The Knights Templar was an Order founded in 1118 by Baldwin the Second, King of Jerusalem, to protect and assist the poor pilgrims to the Holy Sepulchre. The connection with Eagle began when King Stephen (1135-1154) granted to the Templars "The Manor of Eykel" to establish an infirmary for the sick of the Order and a home for aged members. The buildings were at Eagle Hall, chosen in preference to the village because of its woods and fish ponds, so necessary to a half-monastic house. Henry the Second (1154-1189) granted to it the churches of Eagle, Swinderby and Scarle.

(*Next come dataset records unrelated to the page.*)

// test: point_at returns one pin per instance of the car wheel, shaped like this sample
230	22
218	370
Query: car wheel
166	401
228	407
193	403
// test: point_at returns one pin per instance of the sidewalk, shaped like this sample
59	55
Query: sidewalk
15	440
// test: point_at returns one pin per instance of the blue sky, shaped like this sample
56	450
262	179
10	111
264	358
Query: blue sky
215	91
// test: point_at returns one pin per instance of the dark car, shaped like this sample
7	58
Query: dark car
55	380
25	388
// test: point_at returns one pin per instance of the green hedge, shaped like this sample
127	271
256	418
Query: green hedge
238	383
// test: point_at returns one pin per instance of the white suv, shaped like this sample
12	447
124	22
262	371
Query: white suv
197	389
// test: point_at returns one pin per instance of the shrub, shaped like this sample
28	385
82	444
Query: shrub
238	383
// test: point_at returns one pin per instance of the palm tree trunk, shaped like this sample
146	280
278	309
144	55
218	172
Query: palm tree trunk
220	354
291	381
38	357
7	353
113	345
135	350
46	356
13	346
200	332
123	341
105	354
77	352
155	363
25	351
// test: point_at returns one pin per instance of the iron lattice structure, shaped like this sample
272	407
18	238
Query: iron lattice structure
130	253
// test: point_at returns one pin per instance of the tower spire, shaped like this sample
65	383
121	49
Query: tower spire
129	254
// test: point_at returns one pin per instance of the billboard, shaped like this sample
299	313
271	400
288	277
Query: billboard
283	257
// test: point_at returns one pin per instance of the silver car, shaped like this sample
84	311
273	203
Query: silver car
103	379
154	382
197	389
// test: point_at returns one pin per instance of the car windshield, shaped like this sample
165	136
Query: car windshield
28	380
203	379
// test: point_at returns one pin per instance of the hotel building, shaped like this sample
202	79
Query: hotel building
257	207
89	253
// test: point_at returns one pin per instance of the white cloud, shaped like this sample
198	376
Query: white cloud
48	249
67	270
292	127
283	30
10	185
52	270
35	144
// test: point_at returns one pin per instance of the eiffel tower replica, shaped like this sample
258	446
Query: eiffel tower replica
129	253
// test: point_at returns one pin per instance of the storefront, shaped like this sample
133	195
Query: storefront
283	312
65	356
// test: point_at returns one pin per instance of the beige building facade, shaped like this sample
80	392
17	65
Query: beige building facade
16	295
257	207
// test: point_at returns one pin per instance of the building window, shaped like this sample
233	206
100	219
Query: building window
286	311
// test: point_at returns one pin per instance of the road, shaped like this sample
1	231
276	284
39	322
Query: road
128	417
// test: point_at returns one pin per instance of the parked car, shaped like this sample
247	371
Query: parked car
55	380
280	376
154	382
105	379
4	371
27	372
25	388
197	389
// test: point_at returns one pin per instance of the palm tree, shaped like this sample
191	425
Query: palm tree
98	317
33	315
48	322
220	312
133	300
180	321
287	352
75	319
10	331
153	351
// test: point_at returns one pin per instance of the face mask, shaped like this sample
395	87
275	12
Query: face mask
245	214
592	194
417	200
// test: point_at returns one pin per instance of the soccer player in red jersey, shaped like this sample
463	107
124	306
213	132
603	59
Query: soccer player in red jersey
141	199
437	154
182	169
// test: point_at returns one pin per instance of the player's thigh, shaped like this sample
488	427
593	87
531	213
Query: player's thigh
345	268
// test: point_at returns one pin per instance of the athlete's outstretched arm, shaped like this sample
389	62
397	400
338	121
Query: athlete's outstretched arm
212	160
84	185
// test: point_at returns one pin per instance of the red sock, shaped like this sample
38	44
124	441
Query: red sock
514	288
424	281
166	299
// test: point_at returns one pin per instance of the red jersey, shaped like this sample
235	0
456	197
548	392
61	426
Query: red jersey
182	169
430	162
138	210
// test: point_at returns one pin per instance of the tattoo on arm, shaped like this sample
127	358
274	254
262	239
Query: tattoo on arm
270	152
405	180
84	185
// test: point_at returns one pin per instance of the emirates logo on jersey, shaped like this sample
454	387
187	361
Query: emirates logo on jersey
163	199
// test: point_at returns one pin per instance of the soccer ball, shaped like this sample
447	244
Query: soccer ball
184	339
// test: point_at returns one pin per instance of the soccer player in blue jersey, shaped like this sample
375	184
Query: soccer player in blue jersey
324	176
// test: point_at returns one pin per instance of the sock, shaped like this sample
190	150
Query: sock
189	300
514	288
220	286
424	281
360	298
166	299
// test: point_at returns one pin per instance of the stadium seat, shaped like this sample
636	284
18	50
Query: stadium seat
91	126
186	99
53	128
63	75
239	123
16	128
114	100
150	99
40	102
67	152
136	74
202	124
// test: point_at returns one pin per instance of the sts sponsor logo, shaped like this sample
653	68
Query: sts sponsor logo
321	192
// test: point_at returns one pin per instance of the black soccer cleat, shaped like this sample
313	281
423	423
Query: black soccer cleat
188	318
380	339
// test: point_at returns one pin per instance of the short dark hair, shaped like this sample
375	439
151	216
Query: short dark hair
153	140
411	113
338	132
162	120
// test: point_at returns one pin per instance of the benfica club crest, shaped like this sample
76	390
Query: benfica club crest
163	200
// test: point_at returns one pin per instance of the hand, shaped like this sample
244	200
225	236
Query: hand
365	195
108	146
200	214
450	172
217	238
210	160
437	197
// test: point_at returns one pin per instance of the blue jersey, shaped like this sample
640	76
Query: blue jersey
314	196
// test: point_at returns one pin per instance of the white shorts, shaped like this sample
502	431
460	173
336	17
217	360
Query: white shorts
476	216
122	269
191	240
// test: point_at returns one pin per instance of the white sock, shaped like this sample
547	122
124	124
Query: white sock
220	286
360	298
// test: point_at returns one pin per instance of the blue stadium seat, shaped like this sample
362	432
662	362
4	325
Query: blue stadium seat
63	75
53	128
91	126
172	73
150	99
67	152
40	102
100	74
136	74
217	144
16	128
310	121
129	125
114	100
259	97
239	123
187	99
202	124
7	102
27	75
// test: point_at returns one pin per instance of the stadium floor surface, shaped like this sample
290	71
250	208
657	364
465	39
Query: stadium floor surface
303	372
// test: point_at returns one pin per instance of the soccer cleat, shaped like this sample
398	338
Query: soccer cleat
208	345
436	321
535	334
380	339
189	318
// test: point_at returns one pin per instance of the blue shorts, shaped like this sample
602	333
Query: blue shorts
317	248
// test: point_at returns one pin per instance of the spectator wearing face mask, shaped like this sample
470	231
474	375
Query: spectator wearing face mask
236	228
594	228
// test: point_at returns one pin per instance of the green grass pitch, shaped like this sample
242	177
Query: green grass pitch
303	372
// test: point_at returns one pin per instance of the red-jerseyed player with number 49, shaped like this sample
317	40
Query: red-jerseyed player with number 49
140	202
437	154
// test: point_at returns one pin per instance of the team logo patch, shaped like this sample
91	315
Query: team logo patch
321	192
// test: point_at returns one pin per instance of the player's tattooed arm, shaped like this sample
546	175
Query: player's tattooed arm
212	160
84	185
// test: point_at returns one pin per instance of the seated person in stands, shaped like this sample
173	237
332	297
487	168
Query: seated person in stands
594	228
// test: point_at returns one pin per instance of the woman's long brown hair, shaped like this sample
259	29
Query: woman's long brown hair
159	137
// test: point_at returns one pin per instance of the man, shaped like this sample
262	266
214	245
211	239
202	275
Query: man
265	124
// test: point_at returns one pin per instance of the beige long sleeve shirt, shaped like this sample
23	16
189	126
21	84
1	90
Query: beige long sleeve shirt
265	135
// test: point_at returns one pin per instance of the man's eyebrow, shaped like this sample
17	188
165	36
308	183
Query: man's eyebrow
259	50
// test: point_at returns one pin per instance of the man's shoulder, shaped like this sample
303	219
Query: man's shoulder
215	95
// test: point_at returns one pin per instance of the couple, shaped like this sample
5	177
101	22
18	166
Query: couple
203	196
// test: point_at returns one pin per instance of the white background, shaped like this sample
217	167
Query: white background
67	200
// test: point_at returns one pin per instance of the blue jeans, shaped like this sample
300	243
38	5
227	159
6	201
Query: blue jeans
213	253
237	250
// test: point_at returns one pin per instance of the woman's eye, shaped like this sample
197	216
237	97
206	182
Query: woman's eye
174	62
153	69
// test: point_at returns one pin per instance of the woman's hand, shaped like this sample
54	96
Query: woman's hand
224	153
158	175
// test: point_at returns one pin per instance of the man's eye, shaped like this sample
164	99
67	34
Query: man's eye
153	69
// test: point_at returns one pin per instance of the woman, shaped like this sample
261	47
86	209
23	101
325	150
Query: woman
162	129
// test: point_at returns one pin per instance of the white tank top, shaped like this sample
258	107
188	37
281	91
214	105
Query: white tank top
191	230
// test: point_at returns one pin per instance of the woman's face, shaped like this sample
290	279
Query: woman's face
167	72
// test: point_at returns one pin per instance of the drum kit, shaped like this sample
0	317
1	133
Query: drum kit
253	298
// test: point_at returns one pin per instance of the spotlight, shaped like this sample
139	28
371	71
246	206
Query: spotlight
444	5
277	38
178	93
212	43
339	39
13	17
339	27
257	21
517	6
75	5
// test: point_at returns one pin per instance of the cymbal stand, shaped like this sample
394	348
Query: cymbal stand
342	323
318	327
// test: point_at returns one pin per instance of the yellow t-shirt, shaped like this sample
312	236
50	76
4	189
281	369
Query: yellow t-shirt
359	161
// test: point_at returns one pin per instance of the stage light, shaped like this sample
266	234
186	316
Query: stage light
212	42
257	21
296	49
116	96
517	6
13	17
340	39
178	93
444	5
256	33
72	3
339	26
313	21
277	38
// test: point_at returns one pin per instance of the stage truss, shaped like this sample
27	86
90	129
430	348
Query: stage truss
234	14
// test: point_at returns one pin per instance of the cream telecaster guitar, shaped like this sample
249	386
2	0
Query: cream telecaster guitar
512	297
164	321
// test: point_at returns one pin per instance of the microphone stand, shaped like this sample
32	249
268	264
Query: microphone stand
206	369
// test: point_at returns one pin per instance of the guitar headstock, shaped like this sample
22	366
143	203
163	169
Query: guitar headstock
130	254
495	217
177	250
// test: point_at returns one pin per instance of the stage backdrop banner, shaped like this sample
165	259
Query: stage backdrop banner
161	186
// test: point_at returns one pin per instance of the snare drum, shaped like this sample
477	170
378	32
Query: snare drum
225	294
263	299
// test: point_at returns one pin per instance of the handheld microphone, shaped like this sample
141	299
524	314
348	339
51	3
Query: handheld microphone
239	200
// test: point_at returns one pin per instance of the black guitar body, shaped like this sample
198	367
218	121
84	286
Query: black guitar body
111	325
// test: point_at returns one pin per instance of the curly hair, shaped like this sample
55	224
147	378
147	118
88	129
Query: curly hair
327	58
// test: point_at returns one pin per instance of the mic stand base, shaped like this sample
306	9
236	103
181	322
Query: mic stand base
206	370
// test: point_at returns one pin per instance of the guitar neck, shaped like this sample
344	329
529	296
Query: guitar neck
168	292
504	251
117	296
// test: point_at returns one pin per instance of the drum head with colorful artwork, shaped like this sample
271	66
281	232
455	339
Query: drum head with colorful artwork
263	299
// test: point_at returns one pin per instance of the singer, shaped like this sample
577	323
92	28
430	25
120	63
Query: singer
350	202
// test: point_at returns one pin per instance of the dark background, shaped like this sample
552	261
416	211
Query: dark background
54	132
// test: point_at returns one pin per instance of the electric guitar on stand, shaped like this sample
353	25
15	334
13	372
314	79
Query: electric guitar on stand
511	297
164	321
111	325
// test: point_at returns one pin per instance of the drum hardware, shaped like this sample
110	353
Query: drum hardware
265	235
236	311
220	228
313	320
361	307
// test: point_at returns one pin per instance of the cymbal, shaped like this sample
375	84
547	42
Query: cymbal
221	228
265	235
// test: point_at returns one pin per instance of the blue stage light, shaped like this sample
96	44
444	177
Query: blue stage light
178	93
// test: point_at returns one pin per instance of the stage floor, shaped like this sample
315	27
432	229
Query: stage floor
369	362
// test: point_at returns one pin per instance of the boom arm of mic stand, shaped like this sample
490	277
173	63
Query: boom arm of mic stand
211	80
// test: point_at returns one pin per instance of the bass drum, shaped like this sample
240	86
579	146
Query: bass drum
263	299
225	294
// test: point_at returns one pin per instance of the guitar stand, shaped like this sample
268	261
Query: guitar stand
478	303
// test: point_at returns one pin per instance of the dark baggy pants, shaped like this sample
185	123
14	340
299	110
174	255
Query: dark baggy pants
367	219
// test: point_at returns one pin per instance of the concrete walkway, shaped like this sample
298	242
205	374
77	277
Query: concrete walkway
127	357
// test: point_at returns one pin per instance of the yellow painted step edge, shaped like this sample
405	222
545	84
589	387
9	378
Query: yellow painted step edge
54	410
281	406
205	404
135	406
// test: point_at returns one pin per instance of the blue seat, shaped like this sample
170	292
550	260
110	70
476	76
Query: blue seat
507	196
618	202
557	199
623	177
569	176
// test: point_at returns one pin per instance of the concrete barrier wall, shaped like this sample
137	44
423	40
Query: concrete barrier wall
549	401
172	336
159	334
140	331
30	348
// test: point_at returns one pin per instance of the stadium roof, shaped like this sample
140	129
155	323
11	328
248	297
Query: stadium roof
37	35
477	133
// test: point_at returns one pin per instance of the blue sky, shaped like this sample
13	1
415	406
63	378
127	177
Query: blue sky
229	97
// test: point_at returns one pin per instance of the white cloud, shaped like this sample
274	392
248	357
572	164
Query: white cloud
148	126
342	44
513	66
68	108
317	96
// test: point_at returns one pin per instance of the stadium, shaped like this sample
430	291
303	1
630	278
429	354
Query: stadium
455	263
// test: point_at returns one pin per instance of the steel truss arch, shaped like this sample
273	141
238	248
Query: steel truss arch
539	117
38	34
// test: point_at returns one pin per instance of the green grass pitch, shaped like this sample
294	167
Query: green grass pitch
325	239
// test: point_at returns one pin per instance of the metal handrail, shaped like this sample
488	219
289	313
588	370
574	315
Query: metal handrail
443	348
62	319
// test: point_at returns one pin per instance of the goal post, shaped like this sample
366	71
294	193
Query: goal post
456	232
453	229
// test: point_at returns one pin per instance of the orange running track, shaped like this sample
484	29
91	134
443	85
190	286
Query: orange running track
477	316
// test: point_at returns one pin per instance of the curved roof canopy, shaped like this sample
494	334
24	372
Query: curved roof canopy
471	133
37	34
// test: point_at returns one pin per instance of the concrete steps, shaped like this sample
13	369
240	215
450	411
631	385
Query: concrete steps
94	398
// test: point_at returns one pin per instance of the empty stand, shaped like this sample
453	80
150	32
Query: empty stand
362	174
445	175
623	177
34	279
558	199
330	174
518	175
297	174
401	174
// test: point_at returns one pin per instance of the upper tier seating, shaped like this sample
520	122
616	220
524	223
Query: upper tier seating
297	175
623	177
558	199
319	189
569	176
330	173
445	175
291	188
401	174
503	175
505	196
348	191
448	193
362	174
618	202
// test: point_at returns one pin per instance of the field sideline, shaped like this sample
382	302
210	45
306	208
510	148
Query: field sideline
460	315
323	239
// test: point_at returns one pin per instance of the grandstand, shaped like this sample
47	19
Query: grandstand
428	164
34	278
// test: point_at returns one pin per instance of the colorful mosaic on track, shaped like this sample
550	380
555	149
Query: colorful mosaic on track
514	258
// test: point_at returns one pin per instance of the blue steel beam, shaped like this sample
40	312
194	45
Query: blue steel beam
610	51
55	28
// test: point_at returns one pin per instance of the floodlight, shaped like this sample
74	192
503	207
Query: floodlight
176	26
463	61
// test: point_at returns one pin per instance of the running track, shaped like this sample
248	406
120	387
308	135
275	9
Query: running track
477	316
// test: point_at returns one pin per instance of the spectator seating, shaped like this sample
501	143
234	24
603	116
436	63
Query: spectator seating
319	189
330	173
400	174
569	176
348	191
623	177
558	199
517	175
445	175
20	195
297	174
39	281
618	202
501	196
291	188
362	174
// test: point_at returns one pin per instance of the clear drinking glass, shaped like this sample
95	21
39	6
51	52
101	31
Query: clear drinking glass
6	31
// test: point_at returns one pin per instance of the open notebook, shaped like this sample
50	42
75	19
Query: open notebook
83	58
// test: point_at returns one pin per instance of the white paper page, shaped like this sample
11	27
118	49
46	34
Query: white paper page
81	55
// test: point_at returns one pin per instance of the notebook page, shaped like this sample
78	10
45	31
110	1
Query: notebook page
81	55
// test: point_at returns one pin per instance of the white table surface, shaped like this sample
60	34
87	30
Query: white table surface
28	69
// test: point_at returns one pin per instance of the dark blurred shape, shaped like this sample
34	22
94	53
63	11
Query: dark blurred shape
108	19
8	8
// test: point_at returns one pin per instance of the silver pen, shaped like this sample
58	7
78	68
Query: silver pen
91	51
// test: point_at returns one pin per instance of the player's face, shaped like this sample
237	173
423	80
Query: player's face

The Order of Saint John of Jerusalem, or Hospitallers, was founded in Jerusalem in1048 with a monastery, chapel and hospital for pilgrims and the sick, situated near the Holy Sepulchre. In 1323 what was left of the property of the Templars was transferred, under the Pope's order, to the Knights Hospitallers. Thus after some two hundred years in the possession of the Templars, Eagle passed to the Hospitallers, who kept it for about the same length of time. The Preceptory of Eagle, as the Templars called it, became the commandery of the Hospitallers, ruled by the Grand Prior. The Office of Bailiff of Eagle was one of the four Grand Crosses in England and ranked third in seniority of the Order, below the Grand Prior. To this day The Order of Saint John still hold occasional services in Eagle Church.